Well, this is where the math comes in. Machine learning has also been called "the extraction of knowledge from data." Machine learning uses advanced concepts from statistics and probability (that I will be covering in future sections) to determine patterns in datasets. Just hang in there! I will teach you this in detail. I do want to explain conceptually the different ways machines learn from data.

Supervised Learning
This is probably the most intuitive learning method. A program is supplied a well labeled dataset and a correct outcome. For instance, supplying a program images and labelling the images (e.g. "this is a cat"). With this method, when the program is supplied more data, the more it is able to learn and when it encounters unclassified data, it should be able to classify that data correctly. My next couple of posts will revolve around this and walking through a "hello world" style machine learning program. This is the most common type of machine learning.

Unsupervised Learning
This kind of learning is when a computer is given an unlabelled set of data and we tell the computer: "here is an unstructured dataset, can you give it structure?" This is a powerful algorithm and one way to think of it is how we learn something completely new. If you watch one or two YouTube videos on a complex subject, then you aren't likely to learn much. However, if you watch thousands of videos, read a hundred books, and attend network with others learning the same thing, then you will learn much more.

Reinforcement Learning
Similar to unsupervised learning, this algorithm takes data about what classifies something (e.g. what makes something a truck instead of a car?) and uses the "Nearest Neighbors" technique to determine what something is. The nearest neighbors technique takes the classification of some item that neighbors the unknown item and then uses the data from the neighbors to classify the unknown item.

Neural Nets
This is a really cool buzzword and a really cool technique! This method uses a model of the human brain, which to truly explain requires its own post. This technique uses matrix multiplication and activation functions to determine to allow a machine to interpret inputs and propagate it through a network. This technique has lost popularity in the past, but regained it in the future. This is my personal favorite type of learning!

Conclusion
My hope for my future blog posts is the go into detail on how math can help a machine learn. As always, if you are kind enough to read this post, let me know what you think. I welcome constructive criticism. I want to learn how to design learning machines and be the best at it. I don't want to just seem like I know what I'm talking about. If there's concept I didn't explain well or if you want to understand something more deeply, then let me know!

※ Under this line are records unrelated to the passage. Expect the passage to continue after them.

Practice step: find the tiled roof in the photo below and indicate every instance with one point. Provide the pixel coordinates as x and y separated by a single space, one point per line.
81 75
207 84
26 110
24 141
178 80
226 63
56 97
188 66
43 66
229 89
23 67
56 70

Thorn: Digital Defenders of Children - What They Do and How You Can Help

I was born with a strong desire to do good for others. Over the last three years, the career choices I have made have reflected that. In 2014, I joined the Franklin County Sheriff's Office with the hopes of becoming an investigator in one of two task forces: I.C.A.C. (Internet Crimes Against Children) or the Homeland Security/Ohio Bureau of Criminal Investigation human trafficking task force. I started off working in the Franklin County jails, but after two years of working I came to the realization that I couldn't live off the salary I earned. Luckily I found something that I loved which could be used for the benefit of others: software development.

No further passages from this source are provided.